ACEs and Knights

‘Every child with an ACE needs a Knight’. We at Running Deer, are a banner of Knights – especially now that we are armed with Trauma Informed Schools training. ‘Just one emotionally available adult in a child’s school career can make all the difference’ (Quotes from Trauma Informed Schools publications).

ACEs and Knights

The notion of adverse childhood experiences (ACEs) began way back in this 1980s when a clinician in an obesity clinic (one of my personal hero’s, Vincent Felitti) noticed, that most of his patients, who dropped out, had suffered abuse. Startled by the potential implications of this discovery he convinced Kaiser Permanente and the CDC to fund a study about the effects of various ACEs in 1995/7.

This study included over 17,000 people and demonstrated that there was a direct correlation between a high number of ACEs with serious mental and physical health problems throughout life.

So, childhood trauma not only has an effect on an individual’s mental health but also their physical health – and this is often lifelong and life limiting. This seems remarkably unfair, that those who have suffered the most, continue to suffer and even die younger than those who haven’t.

What we consider to be ACEs have now evolved and are not only what we might immediately imagine (and form part of every school’s safeguarding awareness and policy) such as direct abuse, domestic violence etc. ACEs also include events like parental separation / divorce, multiple moves, witnessing violence and bullying as well as having a close family member suffering with addiction or going into prison.

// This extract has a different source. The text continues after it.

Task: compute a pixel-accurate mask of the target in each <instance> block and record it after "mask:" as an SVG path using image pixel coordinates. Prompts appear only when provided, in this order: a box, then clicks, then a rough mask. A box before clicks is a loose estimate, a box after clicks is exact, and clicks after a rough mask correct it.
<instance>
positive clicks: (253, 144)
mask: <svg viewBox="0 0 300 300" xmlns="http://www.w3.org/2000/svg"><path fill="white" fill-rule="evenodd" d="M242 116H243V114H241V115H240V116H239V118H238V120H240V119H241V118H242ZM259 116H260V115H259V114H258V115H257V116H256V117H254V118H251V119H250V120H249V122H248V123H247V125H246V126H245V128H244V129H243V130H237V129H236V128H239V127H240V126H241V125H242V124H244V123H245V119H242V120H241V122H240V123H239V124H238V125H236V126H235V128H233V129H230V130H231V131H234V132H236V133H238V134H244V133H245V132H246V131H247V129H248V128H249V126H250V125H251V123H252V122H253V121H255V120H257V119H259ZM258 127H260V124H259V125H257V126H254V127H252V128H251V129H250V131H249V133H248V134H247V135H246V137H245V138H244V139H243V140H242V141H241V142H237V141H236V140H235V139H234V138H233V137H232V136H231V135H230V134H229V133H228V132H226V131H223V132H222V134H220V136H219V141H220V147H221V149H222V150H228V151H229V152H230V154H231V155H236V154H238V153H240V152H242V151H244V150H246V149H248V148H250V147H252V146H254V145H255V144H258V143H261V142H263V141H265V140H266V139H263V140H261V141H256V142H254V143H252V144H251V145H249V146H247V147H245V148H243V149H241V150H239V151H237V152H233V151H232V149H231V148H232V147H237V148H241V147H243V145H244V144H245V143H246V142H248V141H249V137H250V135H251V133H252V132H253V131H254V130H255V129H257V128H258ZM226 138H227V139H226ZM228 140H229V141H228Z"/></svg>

So, why do some people who suffer a high number of ACEs not develop negative outcomes? For people who have more than four ACEs, protective factors can help build in resilience, which works for about three out of four children.

Protective factors include, feeling loved by one or both parents, or having other people around the family who the child feels loves them and or plays with them.

Running Deer offers protective factors to those students who have suffered a high number of ACE’s -. Because we work so closely alongside our students, as individuals, we build trusting relationships with them, encouraging them to feel capable of achieving their goals – within a setting where there are rules and boundaries.

We offer an empathetic listening ear for their frustrations with learning and emotions generally and help to instil a sense that they have agency over their lives.

For me, the students at Running Deer are the heroes and we the Knights in muddy boots and waterproofs fighting alongside for the future they deserve.